Slide 15 Slide 2 Foto di Filippo Maria Gianfelice

Loving the Church

2005 – Servent Books, Cincinnati, Ohio.

Raniero Cantalamessa This short volume contains four reflections of lectio divina that I gave to the papal household during Lent of 2003. The final chapter was offered to a different audience and concerns the family as the “domestic Church.”

The main characteristic of lectio divina, as compared to other forms of meditation, is that its foundation is Scripture. Here Scripture does not serve as an example, nor does it function as a part of the meditation in order to illustrate a given theme. Rather, Scripture itself constitutes the theme from which everything begins and to which everything returns.

Another noteworthy characteristic of lectio divina is that it is usually a continuous reading of a particular book of the Bible. Both of these characteristics are visible in the reflections in this volume. Each is based on an excerpt from the Letter to the Ephesians, and the reflections follow the order in which the excerpts appear in Scripture.

As always with reflections given to the papal household, the first part provides some essential theological considerations about the issue at hand. The second part then presents the practical implications for the spiritual life that spring forth from those considerations. Some of these practical applications, such as those in Chapter Three on the spirituality of service to the Chair of Peter, are meant for the audience to which they were originally addressed. I keep them in the book since indirectly they may interest everyone.

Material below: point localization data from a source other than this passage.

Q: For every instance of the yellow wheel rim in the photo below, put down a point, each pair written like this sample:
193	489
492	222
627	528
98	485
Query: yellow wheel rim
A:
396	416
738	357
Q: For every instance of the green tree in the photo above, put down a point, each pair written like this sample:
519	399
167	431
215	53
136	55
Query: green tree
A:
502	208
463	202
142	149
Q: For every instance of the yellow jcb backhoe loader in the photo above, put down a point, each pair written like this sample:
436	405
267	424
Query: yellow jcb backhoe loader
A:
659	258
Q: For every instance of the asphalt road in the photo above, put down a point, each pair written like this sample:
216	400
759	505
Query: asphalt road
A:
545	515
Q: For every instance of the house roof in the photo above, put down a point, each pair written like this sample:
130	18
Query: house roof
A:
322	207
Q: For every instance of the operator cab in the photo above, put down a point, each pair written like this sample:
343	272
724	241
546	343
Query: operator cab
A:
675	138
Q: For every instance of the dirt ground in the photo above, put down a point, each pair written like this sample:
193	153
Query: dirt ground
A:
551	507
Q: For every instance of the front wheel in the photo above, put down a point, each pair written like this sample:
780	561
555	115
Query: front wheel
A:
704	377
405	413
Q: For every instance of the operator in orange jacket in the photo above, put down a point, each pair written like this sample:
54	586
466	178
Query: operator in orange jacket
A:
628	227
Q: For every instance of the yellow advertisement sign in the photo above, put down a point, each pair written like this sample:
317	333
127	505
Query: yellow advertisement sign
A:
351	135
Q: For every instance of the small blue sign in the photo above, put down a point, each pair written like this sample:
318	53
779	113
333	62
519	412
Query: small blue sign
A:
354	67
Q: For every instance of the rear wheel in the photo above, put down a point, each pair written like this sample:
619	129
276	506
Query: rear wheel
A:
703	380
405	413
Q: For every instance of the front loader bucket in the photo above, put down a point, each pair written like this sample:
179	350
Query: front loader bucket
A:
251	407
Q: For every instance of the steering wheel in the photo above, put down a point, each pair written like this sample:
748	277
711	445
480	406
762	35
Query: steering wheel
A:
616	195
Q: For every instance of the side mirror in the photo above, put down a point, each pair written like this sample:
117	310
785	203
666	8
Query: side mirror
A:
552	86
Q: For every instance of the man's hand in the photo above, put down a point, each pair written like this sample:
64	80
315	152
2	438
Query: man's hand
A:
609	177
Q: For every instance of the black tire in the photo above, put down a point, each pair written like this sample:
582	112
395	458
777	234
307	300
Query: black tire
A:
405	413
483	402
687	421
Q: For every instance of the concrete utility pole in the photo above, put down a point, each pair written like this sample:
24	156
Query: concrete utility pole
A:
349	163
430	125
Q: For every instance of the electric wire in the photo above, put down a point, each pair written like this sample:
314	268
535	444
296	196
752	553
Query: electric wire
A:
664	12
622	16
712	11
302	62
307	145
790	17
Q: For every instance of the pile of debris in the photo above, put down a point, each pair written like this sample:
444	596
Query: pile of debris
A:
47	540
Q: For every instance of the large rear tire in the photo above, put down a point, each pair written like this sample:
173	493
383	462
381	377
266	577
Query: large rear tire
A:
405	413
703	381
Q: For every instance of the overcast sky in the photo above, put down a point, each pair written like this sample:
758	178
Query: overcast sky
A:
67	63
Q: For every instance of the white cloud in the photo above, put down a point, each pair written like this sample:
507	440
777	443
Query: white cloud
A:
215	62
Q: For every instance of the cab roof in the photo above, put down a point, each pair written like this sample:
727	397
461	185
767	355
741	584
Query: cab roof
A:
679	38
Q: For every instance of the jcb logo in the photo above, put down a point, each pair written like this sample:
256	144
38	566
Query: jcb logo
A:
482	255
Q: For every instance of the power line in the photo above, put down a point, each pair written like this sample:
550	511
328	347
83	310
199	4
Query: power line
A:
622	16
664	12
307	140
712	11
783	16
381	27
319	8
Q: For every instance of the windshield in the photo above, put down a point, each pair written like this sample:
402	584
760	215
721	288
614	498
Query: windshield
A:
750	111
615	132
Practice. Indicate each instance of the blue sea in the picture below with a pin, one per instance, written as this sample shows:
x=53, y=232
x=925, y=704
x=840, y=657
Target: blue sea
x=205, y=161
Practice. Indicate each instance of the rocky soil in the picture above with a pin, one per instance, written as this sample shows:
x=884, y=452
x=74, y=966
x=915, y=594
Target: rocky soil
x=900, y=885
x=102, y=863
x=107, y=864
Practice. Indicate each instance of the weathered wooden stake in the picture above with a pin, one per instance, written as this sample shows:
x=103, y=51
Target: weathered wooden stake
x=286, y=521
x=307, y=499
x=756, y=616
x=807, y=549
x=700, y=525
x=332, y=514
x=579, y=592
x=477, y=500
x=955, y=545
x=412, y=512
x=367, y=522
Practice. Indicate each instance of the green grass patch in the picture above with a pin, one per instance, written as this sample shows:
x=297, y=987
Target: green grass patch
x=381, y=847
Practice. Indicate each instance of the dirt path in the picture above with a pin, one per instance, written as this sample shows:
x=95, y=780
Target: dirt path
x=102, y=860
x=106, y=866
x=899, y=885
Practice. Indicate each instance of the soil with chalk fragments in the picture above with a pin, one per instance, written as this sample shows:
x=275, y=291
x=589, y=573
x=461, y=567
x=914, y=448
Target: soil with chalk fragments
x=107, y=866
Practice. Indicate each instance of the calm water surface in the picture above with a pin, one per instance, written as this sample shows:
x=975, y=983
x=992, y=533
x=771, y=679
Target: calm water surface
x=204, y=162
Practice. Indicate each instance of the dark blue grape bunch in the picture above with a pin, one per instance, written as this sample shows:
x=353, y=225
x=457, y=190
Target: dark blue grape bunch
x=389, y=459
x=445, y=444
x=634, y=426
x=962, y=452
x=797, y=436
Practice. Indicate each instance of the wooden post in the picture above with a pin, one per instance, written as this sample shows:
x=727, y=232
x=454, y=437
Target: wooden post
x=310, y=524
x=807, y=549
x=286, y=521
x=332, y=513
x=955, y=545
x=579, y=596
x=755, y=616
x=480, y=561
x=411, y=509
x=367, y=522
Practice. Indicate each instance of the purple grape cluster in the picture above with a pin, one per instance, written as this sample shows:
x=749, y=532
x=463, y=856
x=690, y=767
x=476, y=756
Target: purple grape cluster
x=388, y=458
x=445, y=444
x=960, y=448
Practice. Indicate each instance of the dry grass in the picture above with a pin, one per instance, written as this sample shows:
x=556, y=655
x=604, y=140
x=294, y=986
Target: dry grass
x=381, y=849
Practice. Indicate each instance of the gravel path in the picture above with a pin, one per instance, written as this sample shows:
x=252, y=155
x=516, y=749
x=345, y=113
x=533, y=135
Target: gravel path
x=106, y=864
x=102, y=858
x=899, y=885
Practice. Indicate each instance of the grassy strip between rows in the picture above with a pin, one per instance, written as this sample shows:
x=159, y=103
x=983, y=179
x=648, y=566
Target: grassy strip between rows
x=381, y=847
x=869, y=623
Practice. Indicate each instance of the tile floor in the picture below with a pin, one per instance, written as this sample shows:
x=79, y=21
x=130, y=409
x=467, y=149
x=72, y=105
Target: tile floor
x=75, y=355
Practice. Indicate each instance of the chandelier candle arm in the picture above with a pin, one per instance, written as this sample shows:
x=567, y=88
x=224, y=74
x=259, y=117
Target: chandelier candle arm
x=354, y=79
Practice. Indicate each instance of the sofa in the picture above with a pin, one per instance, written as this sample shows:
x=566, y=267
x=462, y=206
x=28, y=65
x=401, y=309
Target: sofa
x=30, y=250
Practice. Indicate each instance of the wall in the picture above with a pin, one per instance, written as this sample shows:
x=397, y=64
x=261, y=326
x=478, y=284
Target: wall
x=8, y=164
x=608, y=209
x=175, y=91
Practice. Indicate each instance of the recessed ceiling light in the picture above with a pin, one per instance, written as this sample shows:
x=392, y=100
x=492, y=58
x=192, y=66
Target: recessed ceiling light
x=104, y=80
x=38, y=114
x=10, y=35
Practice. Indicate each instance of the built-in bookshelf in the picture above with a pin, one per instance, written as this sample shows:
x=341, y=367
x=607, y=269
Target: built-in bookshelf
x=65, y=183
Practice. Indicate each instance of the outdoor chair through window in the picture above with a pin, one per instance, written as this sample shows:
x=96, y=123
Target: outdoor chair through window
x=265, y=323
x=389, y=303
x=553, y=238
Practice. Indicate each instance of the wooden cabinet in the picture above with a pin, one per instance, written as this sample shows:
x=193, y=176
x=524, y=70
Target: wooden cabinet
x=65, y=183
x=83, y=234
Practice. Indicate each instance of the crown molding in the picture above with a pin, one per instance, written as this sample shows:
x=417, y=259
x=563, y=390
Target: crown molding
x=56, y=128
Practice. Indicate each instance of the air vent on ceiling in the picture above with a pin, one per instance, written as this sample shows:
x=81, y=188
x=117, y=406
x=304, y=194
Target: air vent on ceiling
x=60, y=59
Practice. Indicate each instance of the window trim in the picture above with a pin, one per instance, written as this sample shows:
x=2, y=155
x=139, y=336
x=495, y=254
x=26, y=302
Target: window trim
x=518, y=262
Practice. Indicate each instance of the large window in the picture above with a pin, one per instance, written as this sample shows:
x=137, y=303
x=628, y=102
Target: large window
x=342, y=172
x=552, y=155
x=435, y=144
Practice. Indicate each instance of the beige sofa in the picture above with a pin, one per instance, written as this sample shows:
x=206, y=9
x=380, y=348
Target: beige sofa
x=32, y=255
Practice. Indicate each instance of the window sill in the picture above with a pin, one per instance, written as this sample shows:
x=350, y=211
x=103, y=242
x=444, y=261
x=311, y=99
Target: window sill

Following the progression in Ephesians, we contemplate the Church under the four classical images of building, body, bride and mother. In Chapter Four, I make an observation concerning the necessity and urgency of new reflections on the mystery of the Church:

“It was predicted at the beginning of the twentieth century that that would be the century of the Church, the century in which the Church would become newly aware of its importance after the long silence of the liberal enlightenment period. This certainly happened at the theological level. There were countless studies on the nature of the Church. Karl Barth called his study Church Dogmatics. The Second Vatican Council made his work a focal point. There was also the Ecclesiam suam of Paul VI. But did love for the Church grow proportionately?”

One cannot read the affirmation of Ephesians 5:25, “Christ loved the Church,” without asking the question, “And I? Do I love the Church?”